The numbers tell a layered story
Look beyond the headline figure and the picture gets more interesting. Foreclosure starts, the initial legal filings that kick off the process, totaled 82,631 in Q1, representing a 20% year-over-year increase.
Completed foreclosures, where banks actually take ownership of properties (known as REOs, or real estate owned), surged even more dramatically. That category climbed 45% compared to Q1 2025.
Geographically, the pain is unevenly distributed. Indiana leads the nation with the highest foreclosure rate at 1 in every 739 housing units. South Carolina and Florida follow closely behind. The national average sits at 1 in every 1,211 units.
Context matters: this isn’t 2008
The pandemic era created an artificially low floor for foreclosure activity. Federal moratoriums, forbearance programs, and stimulus payments effectively froze the foreclosure pipeline for the better part of two years. The numbers we’re seeing now represent a return toward pre-pandemic norms, not a march toward crisis-era territory.
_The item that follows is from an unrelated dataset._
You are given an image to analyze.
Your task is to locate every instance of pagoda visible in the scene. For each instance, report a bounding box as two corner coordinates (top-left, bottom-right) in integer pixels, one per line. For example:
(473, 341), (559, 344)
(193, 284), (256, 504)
During the 2007-2008 financial crisis, foreclosure filings were running at multiples of current levels. The underlying conditions were fundamentally different too: widespread subprime lending, negative equity on a massive scale, and a banking system leveraged to the hilt on mortgage-backed securities that turned out to be worth considerably less than advertised.
ATTOM CEO Rob Barber acknowledged the financial pressures homeowners face while noting that the broader market context is stabilizing, supported by a recovery in homeowner equity following the pandemic-era downturn.
What this means for investors
The geographic concentration matters for real estate investors. States like Indiana, South Carolina, and Florida with elevated foreclosure rates could see localized price pressure as distressed properties hit the market. An influx of bank-owned properties typically creates buying opportunities for investors who can move quickly, but it can also put downward pressure on comparable home values in the surrounding area.
For the broader market, the key metric to watch going forward is whether foreclosure starts continue accelerating. The 20% year-over-year increase in starts suggests the pipeline is still filling, meaning completed foreclosures could keep rising in subsequent quarters even if new financial stress levels off.